Comme il s’y était engagé lors de sa campagne, le chef de l’Etat a listé ses chantiers à venir, indiquant qu’il allait « changer en profondeur les règles d’indemnisation du chômage, afin d’inciter davantage à reprendre le travail, l’organisation du service public, pour le rendre plus efficace, et notre système de retraite, pour le rendre plus juste ». Le prochain conseil des ministres, prévu vendredi 4 janvier, devrait donner un premier aperçu de l’agenda de l’exécutif sur ces sujets. Mais déjà, le gouvernement a publié au Journal officiel, dimanche 30 décembre, un décret durcissant les sanctions pour les chômeurs qui manqueraient à leurs obligations.

Le scrutin européen

Après avoir dû concéder le 10 décembre plus de 10 milliards d’euros de mesures en faveur du pouvoir d’achat, M. Macron a aussi laissé entendre que cette prodigalité n’était pas amenée à se renouveler. « Il serait dangereux que notre situation nous conduise à ignorer le monde qui nous entoure », a-t-il justifié, alors qu’une partie de la majorité mais aussi du gouvernement s’inquiète de voir le déficit public de nouveau déraper. « Nous dépensons pour le fonctionnement et en investissement pour notre sphère publique plus que la moitié de ce que nous produisons chaque année », a-t-il rappelé.

Signe de cette volonté de se projeter rapidement dans l’après- « gilets jaunes », Emmanuel Macron a enfin évoqué le scrutin européen du 26 mai, qui s’annonce pourtant difficile pour lui. « Je crois très profondément dans cette Europe qui peut mieux protéger les peuples et nous redonner espoir », a-t-il déclaré, assurant qu’il allait proposer « dans les prochaines semaines (…) un projet européen renouvelé ».

Malgré les difficultés, le chef de l’Etat ne semble d’ailleurs pas décidé à changer de stratégie pour cette élection, dont plusieurs de ses adversaires veulent faire un référendum anti-Macron.
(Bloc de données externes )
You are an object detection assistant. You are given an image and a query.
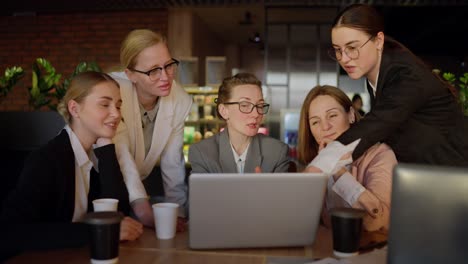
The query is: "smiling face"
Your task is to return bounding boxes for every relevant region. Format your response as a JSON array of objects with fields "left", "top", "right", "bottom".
[
  {"left": 68, "top": 81, "right": 122, "bottom": 145},
  {"left": 309, "top": 95, "right": 354, "bottom": 144},
  {"left": 219, "top": 84, "right": 265, "bottom": 137},
  {"left": 125, "top": 42, "right": 174, "bottom": 102},
  {"left": 331, "top": 26, "right": 384, "bottom": 83}
]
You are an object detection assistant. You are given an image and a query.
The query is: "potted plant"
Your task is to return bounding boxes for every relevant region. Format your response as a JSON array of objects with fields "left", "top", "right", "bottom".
[
  {"left": 29, "top": 58, "right": 101, "bottom": 110},
  {"left": 0, "top": 66, "right": 24, "bottom": 99},
  {"left": 442, "top": 72, "right": 468, "bottom": 116}
]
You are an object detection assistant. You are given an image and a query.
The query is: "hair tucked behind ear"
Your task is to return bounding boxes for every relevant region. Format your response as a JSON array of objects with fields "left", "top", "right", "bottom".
[
  {"left": 57, "top": 71, "right": 120, "bottom": 124},
  {"left": 297, "top": 85, "right": 360, "bottom": 164}
]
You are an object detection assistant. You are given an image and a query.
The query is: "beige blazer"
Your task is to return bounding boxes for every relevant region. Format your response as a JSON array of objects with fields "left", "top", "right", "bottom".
[{"left": 112, "top": 74, "right": 192, "bottom": 215}]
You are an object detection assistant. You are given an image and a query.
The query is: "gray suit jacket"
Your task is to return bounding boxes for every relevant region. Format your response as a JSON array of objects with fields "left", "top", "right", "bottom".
[{"left": 188, "top": 129, "right": 289, "bottom": 173}]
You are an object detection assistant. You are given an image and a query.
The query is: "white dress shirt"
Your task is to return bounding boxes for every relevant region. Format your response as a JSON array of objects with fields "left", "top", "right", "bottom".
[{"left": 65, "top": 125, "right": 98, "bottom": 222}]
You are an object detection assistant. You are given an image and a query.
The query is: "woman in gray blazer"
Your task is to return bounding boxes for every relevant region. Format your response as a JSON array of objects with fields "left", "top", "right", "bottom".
[{"left": 188, "top": 73, "right": 289, "bottom": 173}]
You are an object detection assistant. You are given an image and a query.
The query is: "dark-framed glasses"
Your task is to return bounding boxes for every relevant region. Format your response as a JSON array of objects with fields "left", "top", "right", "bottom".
[
  {"left": 128, "top": 58, "right": 180, "bottom": 81},
  {"left": 224, "top": 101, "right": 270, "bottom": 115},
  {"left": 328, "top": 36, "right": 374, "bottom": 61}
]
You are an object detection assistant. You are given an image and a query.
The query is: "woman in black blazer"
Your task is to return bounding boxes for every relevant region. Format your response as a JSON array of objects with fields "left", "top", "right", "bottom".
[
  {"left": 0, "top": 72, "right": 142, "bottom": 258},
  {"left": 310, "top": 4, "right": 468, "bottom": 171}
]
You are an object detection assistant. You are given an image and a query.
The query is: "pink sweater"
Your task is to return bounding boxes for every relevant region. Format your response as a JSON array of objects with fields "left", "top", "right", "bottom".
[{"left": 322, "top": 144, "right": 397, "bottom": 231}]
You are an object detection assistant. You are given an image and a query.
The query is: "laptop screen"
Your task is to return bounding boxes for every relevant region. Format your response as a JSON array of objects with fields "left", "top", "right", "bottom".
[
  {"left": 388, "top": 164, "right": 468, "bottom": 264},
  {"left": 189, "top": 173, "right": 327, "bottom": 249}
]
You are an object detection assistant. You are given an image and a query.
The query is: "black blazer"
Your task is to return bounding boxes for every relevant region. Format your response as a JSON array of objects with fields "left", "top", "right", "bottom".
[
  {"left": 338, "top": 38, "right": 468, "bottom": 166},
  {"left": 0, "top": 130, "right": 130, "bottom": 258}
]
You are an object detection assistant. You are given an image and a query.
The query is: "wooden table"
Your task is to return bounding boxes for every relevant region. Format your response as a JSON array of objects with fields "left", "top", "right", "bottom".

Comme ses proches le répètent depuis des mois, c’est l’électorat conservateur que La République en marche va tenter de séduire. Dans ses vœux, Emmanuel Macron a ainsi utilisé plusieurs formules destinées à sonner doux à leurs oreilles. « On ne peut pas travailler moins et gagner plus, baisser nos impôts et accroître nos dépenses », a-t-il notamment déclaré. Il a aussi loué le « sens de l’effort et du travail ».

Les leaders de l’opposition ne s’y sont pas trompés et ont très vite attaqué le chef de l’Etat. La porte-parole des Républicains Laurence Sailliet a critiqué mardi sur Europe 1 un président toujours « totalement dans le déni ». Sur Twitter, Marine Le Pen a fustigé « un pyromane » et « un imposteur ». Dans un message de vœux, la présidente du Rassemblement national a aussi salué la « mobilisation fraternelle » des « gilets jaunes ». Le chef de file de La France insoumise Jean-Luc Mélenchon a, lui, dénoncé sur Twitter « un rideau de fumée » créé par un « lunaire donneur de leçons » et a exhorté le chef de l’Etat au « partage des richesses ».

Reste à savoir si cette détermination mâtinée d’empathie suffira, d’ici au prochain scrutin européen, à redresser la courbe de popularité du chef de l’Etat, qui atteint un étiage inédit. Selon le baromètre Harris interactive publié lundi 31 décembre, les Français ne sont plus que 31 % à faire confiance au président, un chiffre jamais atteint depuis le début de son quinquennat. Et six Français sur dix n’ont pas jugé Emmanuel Macron convaincant lors de ses vœux, selon un sondage réalisé par OpinionWay après l’allocution et publié mardi.